The U.S. Preventive Services Task Force (USPSTF) recently renewed its 2002 recommendation that breast cancer prevention drugs be offered to high-risk women who are at low risk for side effects, and it added guidance for clinicians about when to consider prescribing the drugs.
Yet the updated statement acknowledges that uptake of the drugs has been low in the intervening years, and notes that concerns about side effects may have discouraged women from trying the drugs or continuing to take them.
Mark H. Ebell, MD, MS, Associate Professor of Epidemiology at the University of Georgia College of Public Health and a member of the USPSTF, believes that even given the value of the drugs, deciding whether to use them is a complicated calculus.
“The medications used to prevent breast cancer have potential benefits and harms,” Dr.

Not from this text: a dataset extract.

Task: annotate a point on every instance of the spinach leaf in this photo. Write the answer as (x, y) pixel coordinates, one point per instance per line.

Ebell says. “While the benefits are likely to outweigh the harms for many high-risk women, it is still a difficult decision.”
After lung cancer, breast cancer is the leading cause of cancer deaths among women, according to the American Cancer Society. In 2014, approximately 233,000 new cases of invasive breast cancer will be diagnosed, and roughly 40,000 American women are expected to die of the disease.
For women at high risk for breast cancer, chemoprevention reduces the incidence of the disease. Currently, the two most thoroughly studied and widely prescribed chemoprevention drugs are tamoxifen and raloxifene. Both are selective estrogen receptor modulators (SERMs). SERMs limit the effects of estrogen, a hormone that affects breast cancer development. Tamoxifen blocks the effects of estrogen in tissues throughout the body, although in the uterus it performs a function similar to that of estrogen by promoting normal growth of the uterine lining. Raloxifene also limits the effects of estrogen throughout the body; however, it does not have effects similar to those of tamoxifen in the uterus.
Balancing Benefits and Harms
The USPSTF based its updated recommendation on a systematic review of chemoprevention drugs, including tamoxifen and raloxifene. The medications were shown in randomized, placebo-controlled trials to be effective in reducing breast cancer incidence among high-risk women.
Tamoxifen prevented about half of breast cancers in high-risk women, decreasing their risk of developing breast cancer from 4 percent to approximately 2 percent. Raloxifene, an osteoporosis drug sold under the brand name Evista, was slightly less effective than tamoxifen in preventing cancers. However, it was also less likely to produce adverse effects. For both drugs, potential side effects are quality-of-life impacting and include blood clots, cataracts, uterine cancer and menopause symptoms, such as hot flashes and night sweats.
The review’s acknowledgement that concerns about side effects may influence a woman’s decision to take the drugs is something Judy Garber, MD, MPH, a medical oncologist at the Dana-Farber Cancer Institute, has witnessed. She considers potential side effects such as hot flashes a significant barrier — even if they frequently do not materialize.
“Many women won’t have any, but they may need to try the drugs to see how they do …,” Dr. Garber told The Boston Globe in 2013. She added that there is considerable public skepticism about medication safety.
The USPSTF recommendation emphasizes that only a small number of women are at increased risk for breast cancer and that only a fraction of those would benefit from prophylactic medications. The organization recommends against the routine prescribing of chemoprevention medications to reduce breast cancer risk in women who are not at high risk for the disease.
In updating its recommendation, the task force added that clinicians should “engage in shared, informed decision making with women who are at increased risk for breast cancer about medications to reduce their risk. For women who are at increased risk for breast cancer and at low risk for adverse medication effects, clinicians should offer to prescribe risk-reducing medications, such as tamoxifen or raloxifene.”
Meanwhile, Dr. Ebell notes, the issues that may discourage some women from taking breast cancer prevention drugs highlight the need for further study and new approaches.
“We need both better tools to help women and their physicians make these challenging decisions and more research to develop drugs that prevent breast cancer but have fewer adverse effects,” he says.